The Tudor discovery of Ireland
Christopher Maginn & Steven G. Ellis
‘This work serves a very useful purpose not only in making available important sources of information on early Tudor Ireland in a scholarly milieu but also in contextualising them within the discourse of contemporary reform literature … the authors raise important issues to do with the aims and objectives of English policy in Ireland at this crucial time in its evolution. Captured here is the early phase of Tudor thinking on Ireland’, Colm Lennon, Studia Hibernica (2016).
'An extremely important book ... Maginn and Ellis have done a great job of presenting the text of an invaluable compendium from a critical time in Tudor policy formation in Ireland. The importance of this book lies primarily in its consideration of how Tudor policy was formulated ... [The book] shows that historians of Tudor Ireland have a great deal to discover yet!', Henry A. Jefferies, Irish Economic and Social History (2017).
‘In this book, Christopher Maginn and Steven Ellis set out to explore the process by which the English state gathered knowledge about Ireland as well as how that knowledge was then applied (or not) to the realities of life there from the late fifteenth century … Maginn and Ellis have produced an extremely important volume for early modern Irish scholars … the chapters tracing the outline of the “discovery” of Ireland will undoubtedly prove very influential in subsequent thinking about Tudor approaches to Ireland … Maginn and Ellis’ account of the evolution of surrender and regrant in the context of this knowledge-gathering is highly stimulating, and the interweaving of areas of research including record-keeping, the process of knowledge acquisition and its frequent almost-accidental nature, together with the already-established questions concerning Tudor policy in Ireland, will only serve to enrich early modern Irish scholarship’, Joan Redmond, Liverpool Postgraduate Journal of Irish Studies (2017).
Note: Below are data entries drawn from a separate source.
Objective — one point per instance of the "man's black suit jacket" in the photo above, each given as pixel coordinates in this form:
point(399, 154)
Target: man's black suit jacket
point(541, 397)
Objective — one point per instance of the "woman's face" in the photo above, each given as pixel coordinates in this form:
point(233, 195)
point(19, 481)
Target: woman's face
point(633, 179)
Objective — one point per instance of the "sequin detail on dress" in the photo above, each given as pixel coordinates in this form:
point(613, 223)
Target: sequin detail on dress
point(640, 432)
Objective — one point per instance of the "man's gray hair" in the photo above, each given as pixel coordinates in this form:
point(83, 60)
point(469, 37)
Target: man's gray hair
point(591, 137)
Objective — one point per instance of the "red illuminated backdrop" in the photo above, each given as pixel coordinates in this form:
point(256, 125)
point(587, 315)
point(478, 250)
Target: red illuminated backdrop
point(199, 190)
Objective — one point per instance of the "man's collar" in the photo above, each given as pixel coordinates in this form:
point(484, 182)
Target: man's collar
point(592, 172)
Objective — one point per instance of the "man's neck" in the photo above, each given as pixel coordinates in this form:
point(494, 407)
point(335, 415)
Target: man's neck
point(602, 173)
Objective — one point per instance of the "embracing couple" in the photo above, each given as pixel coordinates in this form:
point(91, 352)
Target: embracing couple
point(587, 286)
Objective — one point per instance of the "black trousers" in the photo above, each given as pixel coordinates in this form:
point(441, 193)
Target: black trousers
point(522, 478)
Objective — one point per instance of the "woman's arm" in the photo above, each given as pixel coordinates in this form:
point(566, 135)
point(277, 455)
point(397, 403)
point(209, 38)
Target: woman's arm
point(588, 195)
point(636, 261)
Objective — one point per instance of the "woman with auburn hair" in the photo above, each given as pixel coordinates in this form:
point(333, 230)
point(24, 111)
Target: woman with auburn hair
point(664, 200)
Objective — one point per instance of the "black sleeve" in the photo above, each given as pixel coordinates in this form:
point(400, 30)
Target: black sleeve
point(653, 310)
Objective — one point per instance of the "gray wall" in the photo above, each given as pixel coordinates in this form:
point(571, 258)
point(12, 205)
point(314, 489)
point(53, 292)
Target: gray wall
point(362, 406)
‘An impressively well-written work of exceptional scholarship that is enhanced with the inclusion of illustrations, an eight-page bibliography, and a nine-page academic library of Irish History, Medieval Studies, Renaissance Studies and Irish Archaeology reference collections and supplemental studies lists’, Jack Mason, Midwest Book Review (January 2016).
‘Those wishing to understand the genesis of the tortured Anglo-Irish relationship will find many rewards in this beautifully produced book’, Thomas M. Truxes, The Historian (2017).